The idea that prostitutes are somehow businesswomen practicing "the oldest profession" is a false notion that is quite simply offensive. Sadly, most of the women who engage in this activity are victims managed by pimps and a web of drivers and handlers who keep the crop of female flesh presentable so that it can be harvested again and again. Detective Scates observed that this is one criminal enterprise that allows the criminal to sell the same goods over and over, unlike selling guns and drugs. Getting caught running a prostitution ring is also much less likely and the ultimate penalty is often nonexistent due to the difficulty in getting the victims to testify and the sad reality that most are drug addicted, hard to locate for a trial and often have a change of heart once threatened with their lives.
Everything changed when Detective Scates arrested a 19 year old girl from Vermont for a petty crime. This whisp of a girl found her way to Connecticut after becoming disenchanted with a life she thought was unfulfilling. I am sure she yearned for that life back after she was kidnapped, forcibly addicted to drugs and forced into prostitution by Brian Forbes and his "girlfriend" Shanaya Hicks. How could a woman do this to another woman you ask. Detective Scates had the answer. This young woman was taking the place of Shanaya on the street and the life of a pimp's assistant was far better than serving as his "product."
Once Detective Scates got this young woman in her grasp and learned her story, she resolved to break up the ring and as the investigation matured the size and complexity of the operation came into focus and its size was staggering. The extent of human suffering necessary to keep Brian Forbes and his counterpart, Dennis Paris, earning the level of income they needed was heartbreaking. Their ultimate convictions and lengthy sentences were satisfying, but there was no happy ending to Detective Scates' story.
There was no happy ending because the demand that fuels prostitution is as plentiful as the young women who become the victims of the pimps who satisfy the demand. Who are the new pimps? How many women have they enslaved? Is it on a scale as seen by Detective Scates? Is there more or less prostitution in Hartford now than there was four years ago? Those were the sobering questions we were left to ponder.
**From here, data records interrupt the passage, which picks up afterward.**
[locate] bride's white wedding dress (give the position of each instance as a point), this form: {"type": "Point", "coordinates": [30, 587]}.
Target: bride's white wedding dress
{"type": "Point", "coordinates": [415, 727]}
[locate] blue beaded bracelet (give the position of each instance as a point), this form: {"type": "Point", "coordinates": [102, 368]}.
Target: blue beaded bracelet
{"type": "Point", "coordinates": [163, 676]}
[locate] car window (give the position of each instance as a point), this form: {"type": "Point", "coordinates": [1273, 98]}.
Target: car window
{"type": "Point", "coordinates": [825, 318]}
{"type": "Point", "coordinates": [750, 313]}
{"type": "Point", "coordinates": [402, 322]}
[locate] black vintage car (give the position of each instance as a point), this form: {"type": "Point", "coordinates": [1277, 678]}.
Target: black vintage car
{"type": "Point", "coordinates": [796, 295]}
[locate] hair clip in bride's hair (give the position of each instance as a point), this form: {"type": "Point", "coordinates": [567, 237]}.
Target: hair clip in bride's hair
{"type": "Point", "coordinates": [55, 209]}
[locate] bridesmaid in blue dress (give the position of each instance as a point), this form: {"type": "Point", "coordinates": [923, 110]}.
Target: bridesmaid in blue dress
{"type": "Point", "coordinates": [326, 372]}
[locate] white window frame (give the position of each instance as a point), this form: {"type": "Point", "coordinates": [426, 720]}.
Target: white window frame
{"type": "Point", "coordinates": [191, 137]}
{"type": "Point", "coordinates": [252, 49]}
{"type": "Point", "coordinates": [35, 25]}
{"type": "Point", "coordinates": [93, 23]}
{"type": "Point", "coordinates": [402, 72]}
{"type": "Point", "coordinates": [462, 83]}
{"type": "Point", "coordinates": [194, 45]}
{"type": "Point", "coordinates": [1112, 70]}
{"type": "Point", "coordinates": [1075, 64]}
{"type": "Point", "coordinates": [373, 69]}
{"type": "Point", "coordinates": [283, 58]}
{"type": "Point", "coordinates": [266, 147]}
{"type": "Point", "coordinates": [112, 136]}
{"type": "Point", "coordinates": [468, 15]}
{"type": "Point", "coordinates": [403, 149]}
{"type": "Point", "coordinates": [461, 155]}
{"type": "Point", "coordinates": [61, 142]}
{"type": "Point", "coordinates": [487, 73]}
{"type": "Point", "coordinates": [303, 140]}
Detective Scates discussed the "Johns" who provide the money that runs the enterprise and who we sometimes hear about when they are caught and "shamed." The crime of prostitution pales in comparison to the crime perpetrated by the Johns who enable the entire criminal enterprise that destroys the lives of so many women. We were heartened to hear that there is a "Johns School" run by the HPD in an effort to open the eys of the Johns they apprehend to the reality of prostitution and their role in the hideous crimes that swirl about the "oldest profession."
The only consolation we left our meeting with is knowing that Detective Scates and other dedicated law enforcement officers are out there trying their best to prevent this and so many other evils. Support them any way you can.